Она стояла в стороне, спокойно наблюдая за Рорком и Винандом. Она молчала. Раньше ей хотелось понять Винанда. Теперь она поняла его.

Она приняла как должное, что, когда Рорк приходит к ним, в эти вечерние часы им располагает Винанд, а не она. Она принимала его как любезная хозяйка, радушно спокойная, не личность, а прелестная деталь дома Винанда. Она сидела во главе стола, а после ужина оставляла их вдвоем в кабинете.

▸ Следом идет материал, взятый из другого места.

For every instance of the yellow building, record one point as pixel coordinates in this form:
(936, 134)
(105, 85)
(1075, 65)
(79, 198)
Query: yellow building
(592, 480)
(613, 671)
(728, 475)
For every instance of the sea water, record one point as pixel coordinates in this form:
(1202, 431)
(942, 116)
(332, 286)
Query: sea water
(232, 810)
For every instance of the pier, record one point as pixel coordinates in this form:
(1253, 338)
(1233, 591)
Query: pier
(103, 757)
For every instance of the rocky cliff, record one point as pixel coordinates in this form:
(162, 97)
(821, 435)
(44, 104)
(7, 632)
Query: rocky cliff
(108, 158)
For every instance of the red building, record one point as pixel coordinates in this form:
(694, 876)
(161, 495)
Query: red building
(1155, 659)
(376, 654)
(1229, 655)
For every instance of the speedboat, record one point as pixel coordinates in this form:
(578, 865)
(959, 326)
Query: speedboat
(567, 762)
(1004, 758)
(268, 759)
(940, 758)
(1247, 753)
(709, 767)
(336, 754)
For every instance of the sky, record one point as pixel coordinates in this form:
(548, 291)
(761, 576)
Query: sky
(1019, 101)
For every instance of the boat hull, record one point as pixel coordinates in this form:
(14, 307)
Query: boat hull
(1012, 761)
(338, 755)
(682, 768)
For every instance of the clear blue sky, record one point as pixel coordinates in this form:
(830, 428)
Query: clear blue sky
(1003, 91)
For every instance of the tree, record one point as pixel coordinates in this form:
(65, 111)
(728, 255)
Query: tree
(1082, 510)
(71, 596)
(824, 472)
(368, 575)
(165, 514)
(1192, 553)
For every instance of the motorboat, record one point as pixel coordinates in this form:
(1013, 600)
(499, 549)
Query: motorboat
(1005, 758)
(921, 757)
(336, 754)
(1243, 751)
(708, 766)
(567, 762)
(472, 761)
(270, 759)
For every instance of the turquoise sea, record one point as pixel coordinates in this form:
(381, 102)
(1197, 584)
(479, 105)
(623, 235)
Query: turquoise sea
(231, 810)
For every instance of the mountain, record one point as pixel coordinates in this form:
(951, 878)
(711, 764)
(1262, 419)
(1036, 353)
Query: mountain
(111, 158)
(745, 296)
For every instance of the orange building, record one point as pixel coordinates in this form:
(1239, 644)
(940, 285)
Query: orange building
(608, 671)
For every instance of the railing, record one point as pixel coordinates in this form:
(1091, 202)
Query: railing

Она одиноко сидела в гостиной, открыв дверь и погасив свет, сидела прямо и молча, устремив взгляд на узкую полоску света под дверью, которая вела в кабинет. Она думала: «Вот мой удел — смотреть на эту дверь, не жалуясь… Рорк, если ты решил так наказать меня, я принимаю наказание не как часть роли, которую я должна играть в твоем присутствии, а как долг, который надлежит исполнять в одиночку. Ты знаешь, что мне нетрудно перенести ярость, физическое насилие, но терпение для меня невыносимо. Ты выбрал самое трудное, и я вынесу все без ропота, вынесу ради тебя, любимый мой».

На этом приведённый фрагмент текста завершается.